Recently, I asked her to explain what she meant.
“But I was only five years old!” she exclaimed.
“I always trusted your judgment.”
“You reminded me so much of myself…”
As it happened, the Finley public toilets were clean, although the wind had blown a paddy field under the doors and onto the floor, which was noticeably gritty. Dust had also settled on cobwebs clinging to the iron roof.
I mention the toilets only because I have reports in front of me, my fellow Australians, noting that the Fins have complained about a lack of amenities in their camp. A camp of their own making! What right have they to complain? The media is having a party, as usual, and has set up its own camp at the Wait A While Road Block east of the township. I’ve authorised the use of military forces in this area, my People, if the situation gets out of hand. And I’d define that as any set, or subset, of circumstances which might indicate to me the possibility that the Fins are attracting public sympathy.
There have been disturbing reports recently, for example, of self-styled Indigenous leaders expressing solidarity with the Fins. I should have thought these people were already in sufficient trouble not to be giving my government any further reason to notice them.

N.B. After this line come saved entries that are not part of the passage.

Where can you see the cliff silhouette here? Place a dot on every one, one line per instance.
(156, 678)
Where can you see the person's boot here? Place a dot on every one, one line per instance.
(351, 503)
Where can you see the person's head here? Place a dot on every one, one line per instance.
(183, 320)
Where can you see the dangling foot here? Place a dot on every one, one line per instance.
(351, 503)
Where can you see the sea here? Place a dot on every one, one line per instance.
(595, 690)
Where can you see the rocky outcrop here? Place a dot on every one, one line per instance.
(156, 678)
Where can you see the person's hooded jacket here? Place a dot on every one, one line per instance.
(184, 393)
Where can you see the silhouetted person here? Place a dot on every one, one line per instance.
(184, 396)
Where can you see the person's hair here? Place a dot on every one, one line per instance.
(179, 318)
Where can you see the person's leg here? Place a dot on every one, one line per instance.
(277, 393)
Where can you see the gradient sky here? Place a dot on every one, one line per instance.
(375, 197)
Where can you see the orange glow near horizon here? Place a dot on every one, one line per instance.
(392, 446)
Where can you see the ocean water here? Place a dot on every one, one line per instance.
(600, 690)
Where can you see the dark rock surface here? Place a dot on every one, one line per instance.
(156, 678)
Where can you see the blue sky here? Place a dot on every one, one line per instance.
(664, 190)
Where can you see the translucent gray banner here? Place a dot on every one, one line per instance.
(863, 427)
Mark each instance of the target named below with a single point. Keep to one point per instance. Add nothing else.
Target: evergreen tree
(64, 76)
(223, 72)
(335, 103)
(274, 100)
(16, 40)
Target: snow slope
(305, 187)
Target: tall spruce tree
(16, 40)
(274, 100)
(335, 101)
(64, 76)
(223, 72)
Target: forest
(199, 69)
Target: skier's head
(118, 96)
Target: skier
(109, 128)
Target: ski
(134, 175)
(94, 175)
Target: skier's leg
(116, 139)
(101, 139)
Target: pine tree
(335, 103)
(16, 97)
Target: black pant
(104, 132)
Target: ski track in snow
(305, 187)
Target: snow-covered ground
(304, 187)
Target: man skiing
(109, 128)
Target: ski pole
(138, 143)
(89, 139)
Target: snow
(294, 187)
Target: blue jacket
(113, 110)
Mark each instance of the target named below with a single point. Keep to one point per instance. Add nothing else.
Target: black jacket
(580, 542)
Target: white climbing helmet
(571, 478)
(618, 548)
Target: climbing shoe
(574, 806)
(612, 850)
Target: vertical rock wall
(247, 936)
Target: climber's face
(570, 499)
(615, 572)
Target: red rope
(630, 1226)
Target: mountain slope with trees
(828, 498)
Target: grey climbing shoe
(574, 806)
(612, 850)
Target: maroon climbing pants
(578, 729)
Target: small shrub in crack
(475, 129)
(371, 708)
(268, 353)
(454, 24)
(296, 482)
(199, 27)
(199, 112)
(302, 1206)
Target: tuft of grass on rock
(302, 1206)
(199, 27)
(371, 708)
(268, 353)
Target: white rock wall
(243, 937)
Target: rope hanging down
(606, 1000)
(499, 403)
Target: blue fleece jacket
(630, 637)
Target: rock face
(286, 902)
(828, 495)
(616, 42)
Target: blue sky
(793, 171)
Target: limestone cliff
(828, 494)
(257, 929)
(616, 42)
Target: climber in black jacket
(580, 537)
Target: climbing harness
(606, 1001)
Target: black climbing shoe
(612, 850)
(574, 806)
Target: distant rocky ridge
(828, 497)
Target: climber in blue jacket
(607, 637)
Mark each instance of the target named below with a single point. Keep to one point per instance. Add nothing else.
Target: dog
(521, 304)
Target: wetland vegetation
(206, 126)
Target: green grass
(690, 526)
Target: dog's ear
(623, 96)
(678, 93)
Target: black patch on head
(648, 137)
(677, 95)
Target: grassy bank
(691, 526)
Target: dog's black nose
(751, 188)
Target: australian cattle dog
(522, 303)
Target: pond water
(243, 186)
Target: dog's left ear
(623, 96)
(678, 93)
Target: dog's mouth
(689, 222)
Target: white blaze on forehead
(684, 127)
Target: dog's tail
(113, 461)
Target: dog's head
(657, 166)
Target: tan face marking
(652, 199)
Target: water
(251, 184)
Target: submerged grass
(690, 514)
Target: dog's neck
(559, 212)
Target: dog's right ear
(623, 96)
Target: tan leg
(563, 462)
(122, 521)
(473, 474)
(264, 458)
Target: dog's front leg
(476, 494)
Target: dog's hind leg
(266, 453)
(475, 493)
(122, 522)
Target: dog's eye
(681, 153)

But the Fins are a present menace, an illegal presence in our heartland. Their poisons are seeping into our native soil, raising the level of our capacity to soak up foreign influences and retain our Australianness. Their unusual way of thinking has been responsible for the recent dramatic increase in the carnage on the roads. Why do country people die on country roads? Because the Fins are in Finley. If it could be demonstrated that a generation of Indigenous people was once stolen, then the Fins were responsible. You can be certain of that, my People. They have even caused some of my ministers to make, not mistakes, but understandable errors of judgment. With their minds distracted by illegal immigrants, they have said things they couldn’t substantiate. They have acted on false reports. In a nutshell, things have been done which have later given cause for regret, for one reason or another. Already Minister Reith has fallen on his sword and, while I confidently expect no one else will follow his lead, at least from our senior ranks, some of their advisers might have to pay the ultimate price or have their lips stitched with fencing wire.
I don’t wish to enter into this debate again, now there are more pressing matters on the national agenda. But like Finley and its Fins, perhaps, Minister Reith might have been caught up in a web of circumstance beyond our near–sighted view of things — and I’m not referring to the cobwebs in the Finley public toilets, situated on the edge of its pond. No, I mean so-called asylum-seekers, my People, illegal immigrants, terrorists — anyone who looks different to me or you. In these uncertain times I ask you not to listen to the doubting Thomases, who would question the government’s motives in fencing off Finley, New South Wales. We should all fear Finley, my People, and not hesitate in believing whatever I, your Prime Minister, in consultation with the President of the United States of America, have to say on the matter.